I'm trying to do some telnet automation with Python (only pure Python). When I try to print some of my read's in the function read_until, all I see are a series of bs's -- that's bs, as in the backspace character, not something else. :-)
Does anyone know if there's some kind of setting I can change in the on tn, my instance of the Telnet class, or correct this? Or is this something that my host is spewing back?
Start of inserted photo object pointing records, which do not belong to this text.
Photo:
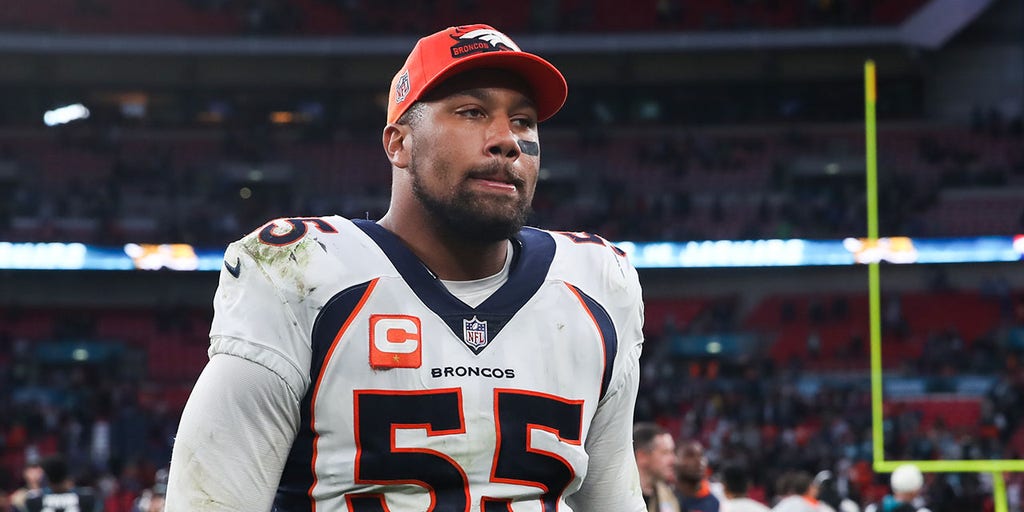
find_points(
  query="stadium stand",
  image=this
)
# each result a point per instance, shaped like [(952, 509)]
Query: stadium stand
[(721, 158)]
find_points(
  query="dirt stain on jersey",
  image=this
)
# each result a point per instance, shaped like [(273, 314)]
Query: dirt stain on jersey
[(286, 265)]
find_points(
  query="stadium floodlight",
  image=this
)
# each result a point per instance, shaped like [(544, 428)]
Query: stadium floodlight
[(65, 115)]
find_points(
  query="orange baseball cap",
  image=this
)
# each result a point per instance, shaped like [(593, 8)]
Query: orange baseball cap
[(456, 49)]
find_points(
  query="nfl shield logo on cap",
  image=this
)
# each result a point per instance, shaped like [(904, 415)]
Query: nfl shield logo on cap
[(474, 333), (401, 88)]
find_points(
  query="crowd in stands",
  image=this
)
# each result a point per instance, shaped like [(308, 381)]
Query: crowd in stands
[(114, 418), (209, 186), (757, 409), (332, 17)]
I've done some Googling on the telnetlib library, and I haven't seen many examples where folks have output from the Telnet.read_until function.
This is a cut-down version of my code:
import getpass
import sys
import telnetlib
HOST = "blahblah"
def writeline(data):
local.write(data + '\n')
def read_until(tn, cue, timeout=2):
print 'Before read until "%s"' % cue
print tn.read_until(cue, timeout)
print 'After read until "%s"' % cue
def tn_write(tn, text, msg=''):
if not msg:
msg = text
print 'Before writing "%s"' % msg
tn.write(text)
print 'After writing "%s"' % msg
user = 'me'
password = getpass.getpass()
tn = telnetlib.Telnet(HOST)
read_until(tn, "Username: ")
tn_write(tn, user + "\n", user)
if password:
read_until(tn, "Password: ")
tn_write(tn, password + "\n", 'password')
read_until(tn, "continue")
tn_write(tn, "\n", '<Enter>')
#tn.write("vt100\n")
tn_write(tn, 'main_menu' + '\n', 'start menu')
read_until(tn, 'Selection: ')
I don't think it matters, but I'm using Python 2.7 on Windows.